For Maître Sikh pretended to be attacked by beggars and fought back with great
difficulty.
The corporal
exclaimed:
"Come on,
get up!"
But
"Bell" was no longer able to move. He tried; actually got up on a
stick, but couldn't. Thinking it was a ruse or a ruse or the ugly temper of the
villain, the two gunmen violently grabbed him and forced him onto his crutches.
The terror that
a deer has for a hunter, and the terror that a mouse has for a cat, seized him.
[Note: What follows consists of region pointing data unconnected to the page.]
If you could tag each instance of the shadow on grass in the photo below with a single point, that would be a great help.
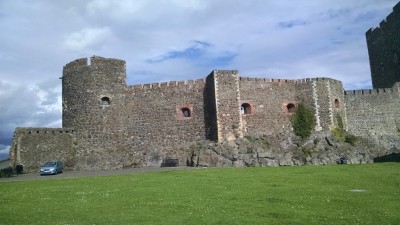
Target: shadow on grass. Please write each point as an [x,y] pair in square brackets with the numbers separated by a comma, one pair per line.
[394,157]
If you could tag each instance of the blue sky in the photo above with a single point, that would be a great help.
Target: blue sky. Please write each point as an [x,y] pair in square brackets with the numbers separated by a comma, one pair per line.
[168,40]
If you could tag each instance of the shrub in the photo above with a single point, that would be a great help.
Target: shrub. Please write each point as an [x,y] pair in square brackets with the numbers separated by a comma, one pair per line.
[303,121]
[341,134]
[351,139]
[6,172]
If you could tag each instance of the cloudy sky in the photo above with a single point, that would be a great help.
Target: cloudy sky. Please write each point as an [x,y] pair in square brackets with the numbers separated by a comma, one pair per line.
[163,40]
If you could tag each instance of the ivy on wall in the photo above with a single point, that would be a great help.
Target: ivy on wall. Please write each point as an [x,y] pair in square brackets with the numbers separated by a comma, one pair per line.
[303,121]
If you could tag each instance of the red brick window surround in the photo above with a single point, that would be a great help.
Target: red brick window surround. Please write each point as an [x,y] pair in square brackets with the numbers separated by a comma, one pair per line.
[291,108]
[105,101]
[336,103]
[184,111]
[246,109]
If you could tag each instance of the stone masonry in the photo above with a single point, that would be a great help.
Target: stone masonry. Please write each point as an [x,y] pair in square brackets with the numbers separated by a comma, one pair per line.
[109,125]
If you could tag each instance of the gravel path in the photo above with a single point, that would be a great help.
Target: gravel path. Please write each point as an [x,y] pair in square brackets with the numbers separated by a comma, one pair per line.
[74,174]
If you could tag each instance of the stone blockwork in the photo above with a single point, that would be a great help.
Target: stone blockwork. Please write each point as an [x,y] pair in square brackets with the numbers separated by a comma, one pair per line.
[34,146]
[374,113]
[384,50]
[109,125]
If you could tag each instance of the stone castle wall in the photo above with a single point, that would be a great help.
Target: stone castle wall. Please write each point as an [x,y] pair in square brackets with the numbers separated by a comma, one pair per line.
[34,146]
[374,113]
[384,50]
[108,125]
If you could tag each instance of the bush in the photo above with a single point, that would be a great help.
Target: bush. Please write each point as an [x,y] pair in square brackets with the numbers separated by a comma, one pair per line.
[341,134]
[303,121]
[351,139]
[6,172]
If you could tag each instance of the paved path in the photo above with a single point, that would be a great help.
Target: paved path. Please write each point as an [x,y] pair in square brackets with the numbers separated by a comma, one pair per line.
[74,174]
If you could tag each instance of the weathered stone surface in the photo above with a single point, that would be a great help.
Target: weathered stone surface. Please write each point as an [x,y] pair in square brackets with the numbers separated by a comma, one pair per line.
[110,125]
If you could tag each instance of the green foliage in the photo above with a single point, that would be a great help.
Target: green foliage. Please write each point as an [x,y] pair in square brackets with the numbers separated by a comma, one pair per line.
[274,195]
[306,152]
[339,121]
[6,172]
[341,134]
[303,121]
[351,139]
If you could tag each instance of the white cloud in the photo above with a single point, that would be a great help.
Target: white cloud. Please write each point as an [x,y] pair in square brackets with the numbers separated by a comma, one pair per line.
[259,38]
[4,151]
[87,38]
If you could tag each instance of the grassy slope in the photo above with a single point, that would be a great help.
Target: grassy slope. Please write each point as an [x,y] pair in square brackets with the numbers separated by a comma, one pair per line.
[281,195]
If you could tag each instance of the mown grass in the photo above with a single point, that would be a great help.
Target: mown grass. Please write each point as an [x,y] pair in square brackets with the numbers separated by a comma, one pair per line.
[280,195]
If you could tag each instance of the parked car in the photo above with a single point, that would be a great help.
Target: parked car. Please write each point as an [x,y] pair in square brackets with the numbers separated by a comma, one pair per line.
[52,167]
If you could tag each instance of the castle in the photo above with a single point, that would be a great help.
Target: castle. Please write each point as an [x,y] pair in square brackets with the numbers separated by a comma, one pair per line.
[109,125]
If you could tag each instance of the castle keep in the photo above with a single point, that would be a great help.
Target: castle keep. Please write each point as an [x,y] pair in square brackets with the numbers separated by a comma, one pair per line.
[109,125]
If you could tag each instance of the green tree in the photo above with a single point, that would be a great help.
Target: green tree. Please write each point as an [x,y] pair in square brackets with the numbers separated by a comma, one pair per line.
[303,121]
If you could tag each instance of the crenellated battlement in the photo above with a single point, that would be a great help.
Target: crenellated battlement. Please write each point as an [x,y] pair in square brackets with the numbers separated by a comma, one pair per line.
[93,62]
[297,81]
[378,91]
[182,83]
[41,131]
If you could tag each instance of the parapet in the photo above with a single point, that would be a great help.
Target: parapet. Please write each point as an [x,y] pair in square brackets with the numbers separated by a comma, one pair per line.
[182,83]
[36,130]
[93,61]
[297,81]
[369,91]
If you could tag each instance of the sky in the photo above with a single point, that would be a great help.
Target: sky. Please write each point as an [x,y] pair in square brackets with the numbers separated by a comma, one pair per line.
[171,40]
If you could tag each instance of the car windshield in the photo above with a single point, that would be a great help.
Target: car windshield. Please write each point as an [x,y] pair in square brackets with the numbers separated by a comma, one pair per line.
[50,164]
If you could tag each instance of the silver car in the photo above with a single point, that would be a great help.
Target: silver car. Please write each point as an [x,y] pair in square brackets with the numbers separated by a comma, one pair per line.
[52,167]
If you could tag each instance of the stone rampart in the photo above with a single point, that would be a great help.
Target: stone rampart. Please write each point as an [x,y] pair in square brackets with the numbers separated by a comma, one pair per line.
[374,113]
[32,147]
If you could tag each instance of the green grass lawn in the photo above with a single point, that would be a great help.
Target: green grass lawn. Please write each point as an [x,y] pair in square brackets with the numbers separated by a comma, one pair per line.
[278,195]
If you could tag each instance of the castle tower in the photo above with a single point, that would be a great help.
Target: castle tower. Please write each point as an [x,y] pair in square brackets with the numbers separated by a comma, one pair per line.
[384,50]
[93,94]
[227,102]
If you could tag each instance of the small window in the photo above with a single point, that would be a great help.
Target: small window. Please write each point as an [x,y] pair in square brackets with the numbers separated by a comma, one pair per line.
[186,112]
[105,101]
[337,103]
[291,108]
[245,109]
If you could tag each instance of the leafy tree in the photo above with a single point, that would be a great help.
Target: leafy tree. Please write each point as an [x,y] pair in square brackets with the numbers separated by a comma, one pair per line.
[303,121]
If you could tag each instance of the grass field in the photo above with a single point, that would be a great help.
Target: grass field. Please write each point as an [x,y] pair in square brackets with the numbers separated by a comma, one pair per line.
[338,194]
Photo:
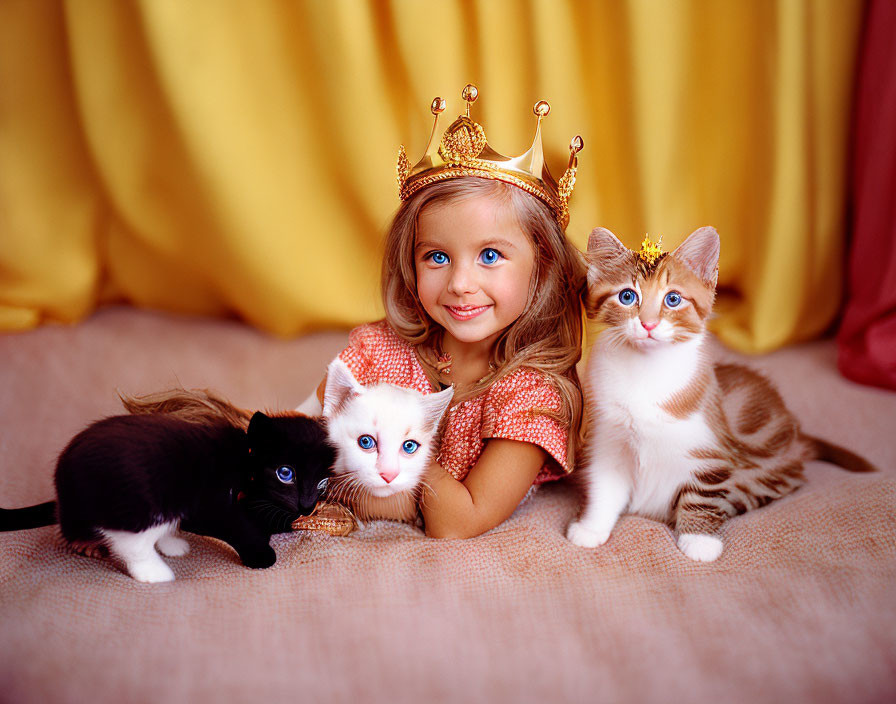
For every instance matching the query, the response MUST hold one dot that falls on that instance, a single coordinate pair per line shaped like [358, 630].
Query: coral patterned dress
[508, 409]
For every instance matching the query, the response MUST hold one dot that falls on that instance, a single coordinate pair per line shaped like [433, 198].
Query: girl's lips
[466, 312]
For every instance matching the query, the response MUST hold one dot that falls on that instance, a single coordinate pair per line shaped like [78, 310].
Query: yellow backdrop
[237, 156]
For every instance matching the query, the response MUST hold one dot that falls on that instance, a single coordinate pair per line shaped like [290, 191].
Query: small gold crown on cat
[651, 251]
[464, 151]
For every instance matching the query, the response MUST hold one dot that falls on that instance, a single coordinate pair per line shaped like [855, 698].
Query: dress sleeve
[518, 408]
[361, 355]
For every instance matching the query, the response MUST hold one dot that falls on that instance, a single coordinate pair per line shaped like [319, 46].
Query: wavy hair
[547, 337]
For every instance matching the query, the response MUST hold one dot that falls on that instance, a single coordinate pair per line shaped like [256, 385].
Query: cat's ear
[434, 407]
[605, 253]
[341, 386]
[700, 253]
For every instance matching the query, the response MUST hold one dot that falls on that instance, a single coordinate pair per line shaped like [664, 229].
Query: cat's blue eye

His superhuman effort allowed him to remain upright. "Forward!" said
the corporal. he ran All the farm people were there to see him off. The women
shook their fists. Men mocked him and insulted him.
He's finally
caught! good release.
He disappeared
between two guards. He found enough desperate energy to drag himself through
the evening. He was treated so cruelly that he didn't even know what was
happening to him, he was scared and incomprehensible.
The people they
met stopped to watch him pass by, and the peasants muttered:
"That's a
robbery!"
They arrived in
the district capital in the evening. He never got there. He didn't even
understand what was happening or what could happen.
All these
terrible and unexpected things, these strange forms of people, these strange
houses, unnerved him.
he didn't say a
word. Because he could no longer understand anything. Besides, he had almost
lost the use of his tongue because he had not spoken to anyone for years. And
his thoughts were too confused for him to put into words.
They locked him
up in the city jail. The gendarmes, not considering the fact that he needed
food, left him until the next day. But when they came to check on him early in
the morning, they found him dead on the ground.